POLYA_LENGTH³: The length of the mature mRNA polyA tail.
- Datatype: int
- Default value: Randomly draws from a johnsonsu distribution
N_EXONS³: The number of exons in the premrna (isoform specific). Use to estimate the number of introns (as # of exons - 1).
- Datatype: int
- Default value: Estimated as 1 + (premrna sequence length)/6700
TMD⁴: The number of transmembrane domains contained in the sequence.
- Datatype: int
- Default value: 0
SP⁴: Whether the protein contains a secretory pathway signal peptide. This option is not currently implemented as all proteins destined for secretory pathway compartments are assumed to have a signal peptide (SP). In the future, this option will be used for non-canonical secretion
- Datatype: bool
- Default value: True for secretory pathway destined proteins, False otherwise
DSB⁴: The number of disulfide bonds in the protein.
- Datatype: int
- Default value: 0
GPI⁴: Whether a GPI anchor is present in the protein. 0 if not present, 1 otherwise.
- Datatype: int
- Default value: 0
OG⁴: The number of utilized O-linked glycosylation sites in the protein.
- Datatype: int
- Default value: 0
NG⁴: The number of utilized N-linked glycosylation sites in the protein.
- Datatype: int
- Default value: 0
ALPHA_M³: The mrna degradation/turnover rate (hrs^-1). Used in calculating coupling constraints.
- Datatype: float
- Default value: 0.06 hrs^-1
ALPHA_P³: The protein degradation/turnover rate (hrs^-1). Used in calculating coupling constraints.
- Datatype: float
- Default value: 0.02 hrs^-1
PTR³: The protein to rna ratio, as described in https://doi.org/10.15252/msb.20188513. Used in calculating coupling constraints.
- Datatype: float
- Default value: 65163
LOCATION²: The final location of the protein. Required for non-machinery, disregarded for machinery (pipeline infers location from the reaction compartments).
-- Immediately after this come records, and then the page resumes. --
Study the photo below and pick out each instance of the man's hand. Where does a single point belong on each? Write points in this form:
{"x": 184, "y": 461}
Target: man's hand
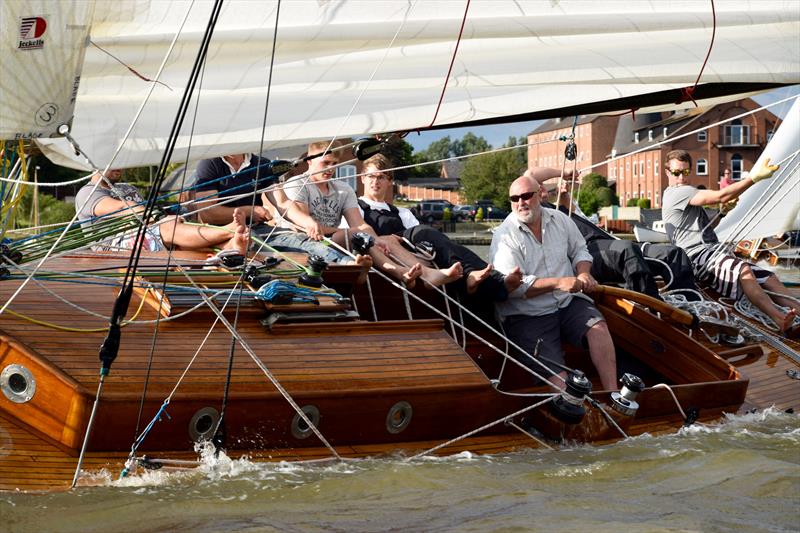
{"x": 314, "y": 230}
{"x": 589, "y": 283}
{"x": 763, "y": 172}
{"x": 569, "y": 284}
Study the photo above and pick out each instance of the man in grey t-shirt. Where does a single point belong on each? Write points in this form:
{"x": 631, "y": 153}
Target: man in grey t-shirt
{"x": 688, "y": 226}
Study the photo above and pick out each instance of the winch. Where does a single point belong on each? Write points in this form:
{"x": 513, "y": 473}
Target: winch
{"x": 624, "y": 401}
{"x": 568, "y": 406}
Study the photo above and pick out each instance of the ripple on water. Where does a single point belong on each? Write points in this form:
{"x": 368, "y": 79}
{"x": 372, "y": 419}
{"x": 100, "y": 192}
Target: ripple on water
{"x": 742, "y": 474}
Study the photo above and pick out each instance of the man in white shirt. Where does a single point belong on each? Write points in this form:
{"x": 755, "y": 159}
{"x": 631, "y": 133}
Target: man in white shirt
{"x": 551, "y": 303}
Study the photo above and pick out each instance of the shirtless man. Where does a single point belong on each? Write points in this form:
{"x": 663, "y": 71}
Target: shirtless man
{"x": 318, "y": 206}
{"x": 124, "y": 198}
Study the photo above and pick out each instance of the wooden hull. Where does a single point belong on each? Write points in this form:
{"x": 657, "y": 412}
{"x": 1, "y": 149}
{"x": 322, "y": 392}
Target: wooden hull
{"x": 353, "y": 372}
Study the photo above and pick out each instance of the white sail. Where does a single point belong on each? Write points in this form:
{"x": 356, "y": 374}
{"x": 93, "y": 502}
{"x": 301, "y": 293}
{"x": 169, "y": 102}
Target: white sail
{"x": 353, "y": 67}
{"x": 770, "y": 207}
{"x": 41, "y": 53}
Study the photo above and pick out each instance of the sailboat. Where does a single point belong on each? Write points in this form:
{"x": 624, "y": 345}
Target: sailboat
{"x": 371, "y": 368}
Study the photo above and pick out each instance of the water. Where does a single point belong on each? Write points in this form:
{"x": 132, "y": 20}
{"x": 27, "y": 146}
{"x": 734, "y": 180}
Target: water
{"x": 741, "y": 475}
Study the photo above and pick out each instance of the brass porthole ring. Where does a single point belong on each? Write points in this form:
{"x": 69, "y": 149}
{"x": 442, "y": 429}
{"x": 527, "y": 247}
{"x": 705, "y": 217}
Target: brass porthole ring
{"x": 399, "y": 417}
{"x": 17, "y": 383}
{"x": 203, "y": 424}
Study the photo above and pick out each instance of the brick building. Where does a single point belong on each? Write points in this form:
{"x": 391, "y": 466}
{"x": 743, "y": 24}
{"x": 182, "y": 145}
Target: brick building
{"x": 594, "y": 137}
{"x": 733, "y": 145}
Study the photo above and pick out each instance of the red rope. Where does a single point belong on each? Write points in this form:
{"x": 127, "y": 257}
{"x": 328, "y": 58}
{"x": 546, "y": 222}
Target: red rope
{"x": 118, "y": 60}
{"x": 452, "y": 60}
{"x": 687, "y": 93}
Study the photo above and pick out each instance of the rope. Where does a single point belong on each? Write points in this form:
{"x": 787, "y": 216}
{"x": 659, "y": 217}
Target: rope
{"x": 452, "y": 61}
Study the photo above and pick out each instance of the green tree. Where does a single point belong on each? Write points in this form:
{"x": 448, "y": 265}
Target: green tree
{"x": 490, "y": 175}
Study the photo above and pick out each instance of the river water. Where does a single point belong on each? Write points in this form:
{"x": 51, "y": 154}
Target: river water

- Datatype: str, on of utils.parameters.compartments.keys()

Additional Information in Gold-Standard PSIM:

Machinery⁵: Whether a protein is considered machinery according to the full Recon2.2 ('Metabolic'), the GPRs for expression reactions ('Expression'), both ('Both'), or neither ('Non-Machinery').
Source⁵: From which database the isoform sequences were attained.
Status⁵: 1 for entries that should work with the pipeline, 0 for entries that will cause an error in the pipeline.
The remaining columns⁵ are various IDs for the gene: 'GENE_SYMBOL', 'GeneID', 'ENSG_ID', 'ENST_ID', 'ENSP_ID', 'REFT_ID', 'REFP_ID','UNIPROT_ID'.